Project Name: GNU findutils - slocate compatibility and other enhancements
Summary
Enhance locate
1. Enhance locate to understand the database format used by
slocate.
Implement a replacement for the current updatedb shell script
which does pretty much the same thing but is less ugly.
Don't introduce a dependency on anything not in the base
system install (i.e. /bin/sh and C are OK, but Perl
probably isn't).
Add updatedb functionality to traverse the filesystem as
root, preserving enough permissions information to allow
us to provide the same functionality as slocate. Use the
same database format as slocate unless there is a reason
not to.
Enhance find
Add tests which allow [acm]time to be compared against a specified
timestamp, as opposed to the timestamp of a file (-newer) or an
age (-mtime). Add relevant tests to the test suite and document
the changes.
Instrument find to allow us to improve the guesses that parser.c
makes for struct predicate . est_success_rate. Measure the (lack
of) performance increase in find 4.3.x with optimisation turned
on.
Enhance xargs
1.Implement an optional feature in which xargs figures out how
long a command line it can pass to exec() without necessarily
believing ARG_MAX (because for example with the Linux kernel
this can be an underestimate).
Benefits to the Community
Each of these enhancements will have their own benefits, so:
slocate compatibility: slocate compatibility will reduce user
confusion and add important new capabilities to a tool that
is installed by default on a vast number of Linux distributions.
updatedb replacement: a new updatedb will be easier to maintain,
and may be faster as well. Adding new capabilities or locate
database enhancements will be less of a chore once the tool
that produces the database is better-designed.
xargs enhancement: This enhancement appears primarily to be a
performance enhancement for large-scale xargs usage. However,
as the easiest enhancement to implement, the lesser benefit
is also acceptable.
Deliverables
- NOTE: all patches are to include updates to all relevant
documentation.
- Patch to xargs to add optional automated ARG_MAX recaculation.
- Patch for find to add new options for checks of [acm]time vs.
a particular time/date. Names and syntax to be discussed with
project mentor(s). To include test cases as needed.
- Patch to find to add est_success_rate
instrumentation/improvements.
- New updatedb, either a C program or a clean shell script. The new
version will be capable of generating both current locate and
slocate-style databases.
- Patch for locate to add slocate compatibility and (in the presence
of a slocate-style database) functionality.

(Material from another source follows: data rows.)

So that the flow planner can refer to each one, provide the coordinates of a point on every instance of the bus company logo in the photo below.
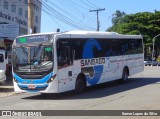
(92, 62)
(93, 66)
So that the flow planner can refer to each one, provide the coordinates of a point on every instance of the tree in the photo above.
(145, 23)
(117, 17)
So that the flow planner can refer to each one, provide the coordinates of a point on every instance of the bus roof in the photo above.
(102, 34)
(89, 33)
(38, 34)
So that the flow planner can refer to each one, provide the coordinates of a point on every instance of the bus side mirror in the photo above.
(6, 55)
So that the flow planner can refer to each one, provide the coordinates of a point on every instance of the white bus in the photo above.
(59, 62)
(3, 65)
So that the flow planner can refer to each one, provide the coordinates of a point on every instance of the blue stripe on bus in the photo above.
(33, 81)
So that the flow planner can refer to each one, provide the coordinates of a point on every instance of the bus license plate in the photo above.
(31, 86)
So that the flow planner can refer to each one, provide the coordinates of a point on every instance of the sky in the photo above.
(68, 15)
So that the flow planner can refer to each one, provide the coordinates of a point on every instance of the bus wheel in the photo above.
(80, 84)
(124, 75)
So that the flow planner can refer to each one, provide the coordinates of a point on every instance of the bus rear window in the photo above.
(1, 58)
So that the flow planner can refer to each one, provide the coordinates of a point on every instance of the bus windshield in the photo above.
(35, 58)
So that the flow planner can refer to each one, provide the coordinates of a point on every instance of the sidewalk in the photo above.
(6, 89)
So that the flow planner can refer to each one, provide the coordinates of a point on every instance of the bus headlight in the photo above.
(51, 79)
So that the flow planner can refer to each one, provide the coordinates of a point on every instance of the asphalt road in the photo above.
(141, 92)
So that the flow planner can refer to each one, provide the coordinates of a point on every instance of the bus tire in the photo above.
(125, 75)
(80, 84)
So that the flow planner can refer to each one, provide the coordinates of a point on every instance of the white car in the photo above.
(2, 76)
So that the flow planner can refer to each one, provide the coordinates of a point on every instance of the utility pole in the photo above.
(97, 10)
(30, 16)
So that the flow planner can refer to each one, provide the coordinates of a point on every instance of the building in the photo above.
(16, 12)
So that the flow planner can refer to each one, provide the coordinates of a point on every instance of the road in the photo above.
(141, 92)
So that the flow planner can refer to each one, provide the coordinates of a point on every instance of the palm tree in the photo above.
(117, 17)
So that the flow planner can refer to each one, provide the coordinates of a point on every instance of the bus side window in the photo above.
(6, 54)
(64, 56)
(1, 58)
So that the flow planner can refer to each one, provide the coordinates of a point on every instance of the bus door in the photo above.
(3, 59)
(65, 64)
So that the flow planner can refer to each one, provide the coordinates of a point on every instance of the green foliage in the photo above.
(145, 23)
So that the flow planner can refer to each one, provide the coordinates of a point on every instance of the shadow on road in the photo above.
(99, 91)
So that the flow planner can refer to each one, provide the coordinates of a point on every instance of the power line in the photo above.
(92, 4)
(64, 19)
(86, 4)
(77, 4)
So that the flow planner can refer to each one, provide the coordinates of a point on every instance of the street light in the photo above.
(153, 46)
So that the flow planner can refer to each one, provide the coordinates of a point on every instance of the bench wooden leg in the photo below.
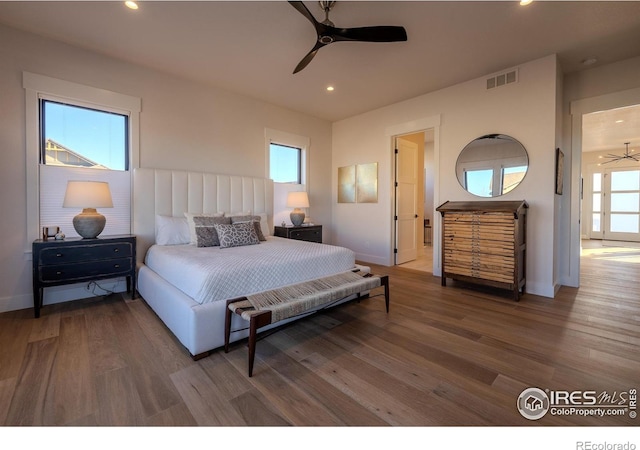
(384, 280)
(227, 327)
(257, 321)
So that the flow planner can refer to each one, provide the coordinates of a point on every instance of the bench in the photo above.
(272, 306)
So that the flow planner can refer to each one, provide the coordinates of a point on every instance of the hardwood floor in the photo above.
(442, 356)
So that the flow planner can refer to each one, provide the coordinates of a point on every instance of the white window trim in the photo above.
(292, 140)
(37, 86)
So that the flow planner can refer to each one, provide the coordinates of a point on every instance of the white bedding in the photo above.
(212, 273)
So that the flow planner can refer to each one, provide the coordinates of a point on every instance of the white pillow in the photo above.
(171, 230)
(193, 239)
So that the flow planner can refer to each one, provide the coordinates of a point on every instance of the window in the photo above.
(286, 161)
(479, 182)
(511, 177)
(285, 164)
(286, 157)
(77, 132)
(75, 136)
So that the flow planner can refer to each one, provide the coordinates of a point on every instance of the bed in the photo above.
(187, 285)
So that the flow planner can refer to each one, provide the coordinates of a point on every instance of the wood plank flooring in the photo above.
(442, 356)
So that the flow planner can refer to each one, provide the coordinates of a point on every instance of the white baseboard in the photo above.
(60, 294)
(372, 259)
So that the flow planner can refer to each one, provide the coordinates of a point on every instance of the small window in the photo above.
(479, 182)
(285, 163)
(75, 136)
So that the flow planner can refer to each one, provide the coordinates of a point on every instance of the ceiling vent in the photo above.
(502, 79)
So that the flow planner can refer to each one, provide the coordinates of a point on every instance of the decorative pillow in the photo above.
(256, 223)
(172, 230)
(192, 226)
(264, 224)
(237, 234)
(206, 234)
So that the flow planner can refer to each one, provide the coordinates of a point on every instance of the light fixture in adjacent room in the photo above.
(625, 155)
(88, 195)
(297, 200)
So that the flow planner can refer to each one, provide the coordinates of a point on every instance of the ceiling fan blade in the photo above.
(370, 34)
(309, 56)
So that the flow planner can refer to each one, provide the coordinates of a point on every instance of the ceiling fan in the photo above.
(626, 155)
(328, 33)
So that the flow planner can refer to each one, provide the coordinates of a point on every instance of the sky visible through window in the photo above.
(96, 135)
(284, 164)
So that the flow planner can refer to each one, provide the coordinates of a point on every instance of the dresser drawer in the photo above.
(71, 254)
(86, 270)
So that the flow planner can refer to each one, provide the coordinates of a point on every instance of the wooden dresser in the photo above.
(484, 243)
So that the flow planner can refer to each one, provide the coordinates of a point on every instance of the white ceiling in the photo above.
(252, 47)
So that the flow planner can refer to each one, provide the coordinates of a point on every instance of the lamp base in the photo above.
(297, 217)
(89, 223)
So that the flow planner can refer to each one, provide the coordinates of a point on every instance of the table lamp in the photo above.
(88, 195)
(297, 200)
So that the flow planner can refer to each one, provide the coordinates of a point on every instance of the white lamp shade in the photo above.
(87, 194)
(297, 200)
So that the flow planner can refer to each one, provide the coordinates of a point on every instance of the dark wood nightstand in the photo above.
(310, 233)
(75, 260)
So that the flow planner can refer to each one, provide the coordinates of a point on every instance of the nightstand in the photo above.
(310, 233)
(75, 260)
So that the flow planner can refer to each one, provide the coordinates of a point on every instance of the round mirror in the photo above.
(492, 165)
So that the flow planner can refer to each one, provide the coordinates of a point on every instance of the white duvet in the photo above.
(212, 273)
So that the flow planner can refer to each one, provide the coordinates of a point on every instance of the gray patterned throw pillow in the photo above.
(256, 224)
(237, 234)
(206, 234)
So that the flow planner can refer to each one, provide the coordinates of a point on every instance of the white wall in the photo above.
(525, 110)
(183, 125)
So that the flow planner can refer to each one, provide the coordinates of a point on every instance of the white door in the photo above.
(406, 185)
(622, 204)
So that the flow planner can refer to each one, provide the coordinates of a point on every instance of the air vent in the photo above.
(502, 79)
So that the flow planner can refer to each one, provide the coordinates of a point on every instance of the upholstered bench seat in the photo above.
(264, 308)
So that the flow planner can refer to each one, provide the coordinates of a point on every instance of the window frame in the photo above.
(74, 104)
(299, 168)
(39, 86)
(287, 140)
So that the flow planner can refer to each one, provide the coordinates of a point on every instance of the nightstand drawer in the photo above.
(309, 233)
(71, 254)
(86, 270)
(313, 235)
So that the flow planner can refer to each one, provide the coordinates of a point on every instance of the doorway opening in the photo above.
(610, 210)
(414, 200)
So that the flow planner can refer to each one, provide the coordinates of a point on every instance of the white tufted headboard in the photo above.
(173, 192)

- Extra: if all of the above get done with time to spare, work on an
additional patch to locate/updatedb to add ACL and support to the
security-checking mechanism.
Implementation Plan:
Start with the xargs patch, which should be relatively quick. Discuss
and prototype the new find predicates next; if there are issues, work
on this in parallel with the next item. Continue working with find,
on the est_success_rate improvements. After that, compare the locate
and slocate updatedb implementations and decide exactly how to
approach writing the new updatedb. Finally, write the new version of
updatedb and the supporting changes to locate in parallel.
Post-Completion Plans:
How much of a role I take with the findutils project afterwards will
depend largely on how much I enjoy working with the code over the
summer. However, as a minimum I will maintain the new updatedb and
database-reading code for at least 6-8 months after the SoC, or until
any issues seem to be ironed out, whichever is longer.
Qualifications:
I find this project appealing because, as a regular user of all of
these tools, I can really see myself making use of them. They're
also in a domain of which I have a very good understanding.